New instrumentation modules have been designed by Jefferson Lab that take advantage of the higher performance and elegant backplane connectivity of the VITA 41 standard of VXS. These new modules are required to meet the 200 KHz trigger rates envisioned for the 12GeV experimental program. Upgrading legacy VME designs to the high speed gigabit serial extensions that VXS offers, comes with significant challenges, including electronic engineering design, plus firmware and software development issues. This paper will detail our system design approach including the critical system requirement stages, and explain the pipeline design techniques and selection criteria for the FPGA that require embedded Gigabit serial transceivers. The entire trigger system operates synchronously at 250MHz, utilizing global clock and synchronization signals distributed to each front-end readout crate where finally the VXS switch slot distributes these signals to all front-end modules. The readout of the buffered detector signals relies on 2eSST over the standard VME64x path at >200MB/s. We have achieved an aggregate of 64Gb/s rate of trigger information from payload to switch slots within one VXS crate and will present results using production modules in a two crate test configuration with both VXS crates fully populated. The VXS trigger modules that reside in the front end crates, will be ready for production orders by the end of the fiscal year. VXS Global trigger modules are in the design stage now, and will be complete to meet the installation schedule for the 12GeV Physics program.

# VXS SELECTION CRITERIA

VME with serial extensions or VXS was selected as the 12GeV data acquisition backplane foundation for the front end detector readout and trigger hardware interface. The 6GeV experimental program relied on FastBus ADC and TDC with VME single board computers providing the configuration and readout of Physics data, along with custom electronics developed for the trigger system. [1] The new requirements for 12GeV experiments demand higher trigger and data readout rates as shown in Table 1.

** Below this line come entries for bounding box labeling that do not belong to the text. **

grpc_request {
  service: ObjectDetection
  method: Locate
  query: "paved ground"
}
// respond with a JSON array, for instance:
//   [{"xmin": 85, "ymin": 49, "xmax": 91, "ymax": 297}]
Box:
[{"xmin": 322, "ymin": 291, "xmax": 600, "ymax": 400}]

We have a successful record with VME and VME64x custom data acquisition and trigger modules that were developed during the 6GeV program to replace aging and obsolete hardware. When VITA41 (VXS) [2] was initially emerging we decided that the specifications for the new serial extensions would meet and exceed our requirements for creating digital energy summation for

hundreds of ADC channels within a VXS card enclosure. The VXS backplane also is an elegant solution to distribute critical and essential global clock and synchronization signals to each front end module without cumbersome cabling or additional rear transition hardware. The VXS selection offered low risk and allowed a logical upgrade path for our legacy hardware. The VME consortium was promoting the addition of gigabit connectivity to a very large customer base, and the new VXS standard remains a viable choice for the future.

Table 1: Experiment Rates and L1 Trigger Channel Count.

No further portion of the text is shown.